Но это была лишь фраза, не более. Мне не было обидно, я был растерян.
Последний раз я виделся с отцом лет пять назад.
Тоже у меня как раз был отпуск, и я поехал дикарем в Евпаторию, а у них с матерью на тот же месяц оказались путевки в тамошний ведомственный санаторий. Отец был грузен, как и все последние годы, но грузен величественно и вельможно и при своем большом росте оставаясь даже как бы статным, и в голосе его, когда он разговаривал со мной, проскальзывала некая надменная пренебрежительность. "Гуляем все? Ну-ну!" – запомнилась мне одна-единственная фраза от всей той недолгой вымученной встречи в парке санатория.
Теперь передо мной стоял рыхлый, с непомерно большим животом старик, и даже в его коротко подстриженных, давно уже седых усах тоже была теперь какая-то старческая немощность.
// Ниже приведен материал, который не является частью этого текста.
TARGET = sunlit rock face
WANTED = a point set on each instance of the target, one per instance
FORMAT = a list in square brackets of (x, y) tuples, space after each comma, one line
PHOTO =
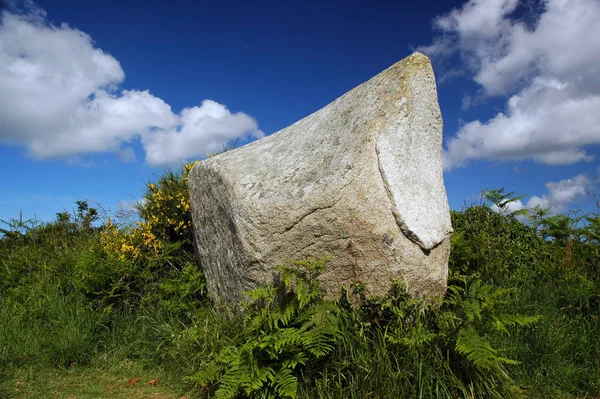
[(359, 182)]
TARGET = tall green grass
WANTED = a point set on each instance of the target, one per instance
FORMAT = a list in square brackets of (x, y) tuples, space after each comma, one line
[(520, 319)]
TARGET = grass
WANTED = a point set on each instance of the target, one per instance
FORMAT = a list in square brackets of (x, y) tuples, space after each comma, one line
[(112, 380), (88, 307)]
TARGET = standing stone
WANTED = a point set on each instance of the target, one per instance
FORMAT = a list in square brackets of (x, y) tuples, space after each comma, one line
[(359, 181)]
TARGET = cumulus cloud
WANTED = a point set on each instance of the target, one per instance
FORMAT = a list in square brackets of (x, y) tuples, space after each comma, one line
[(60, 98), (559, 196), (562, 193), (547, 69)]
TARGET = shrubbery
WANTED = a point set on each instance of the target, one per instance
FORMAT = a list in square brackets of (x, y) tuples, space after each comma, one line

– Ну вот, все-таки встретились, увиделись… все нормально, – сказал отец, тщательно ощупывая глазами мое лицо и улыбаясь неуверенной выжидательной улыбкой. – Я уж ведь неделю здесь.
– Мне сказали, – махнул я рукой в сторону шкафа, на невидимого за дверцей Мефодия. – А я как раз из города сейчас… Ты садись.
Отец, опираясь рукой о колено, сел на прежнее свое место и снова одну руку положил на стол, а другую оставил на колене, в неестественном, с вывернутым вперед локтем, положении.
– В Сочи ездил? – легонько похекав, спросил он. Я тоже сел – на кровать, и, стряхнув сандалию, подогнул под себя ногу.
– В Сочи, – сказал я.
– В Сочи хорошо, я бывал, – дребезжащим стариковским голосом, все таким же для меня еще непривычным, сказал он, покивав. – Бывал неоднократно, и самые хорошие воспоминания… Губа у тебя не дура. – Он замолчал, молчал и я, лихорадочно в растерянности своей думая, о чем же говорить, и, вновь как-то странно клекотнув горлом, он спросил фистулой: – Ну, а в дом родной что же не завернешь никогда?
Мефодий, с ослепительно белыми бровями на своем красном лице, вышел из-за дверцы шкафа с сияюще мокрыми стаканами в руках.
– Чаек, Виталик, на огне, сейчас будет, – сказал он, ставя стаканы на стол. – А может, чего погорячее? Я пошарю по общаге.
По-идиотски все выходило. И эти мокрые стаканы… И водки еще только не хватало!
– Сейчас, погоди, – сказал я отцу, поднимаясь. И взял Мефодия под локоть. – Где чайник, на кухне? Пойдем сходим. – Мы вышли в коридор, дошли до кухни – чайник наш кипел, брякая крышкой, фырча из носика сильной белой струей. – Оставь нас на полчасика, – попросил я Мефодия. – Можешь?
Мефодий постоял, не отвечая, глядя на меня с напряжением, потом до него дошло.
– Пожалуйста, что ты, всегда пожалуйста! – воскликнул он. – А бутылку что, не надо?
– Нет, – сказал я. – Ну какая, к черту, бутылка!
– Уж и какая, уж и к черту! – обиделся за свое предложение Мефодий. – А чаю стакан взять мне разрешишь?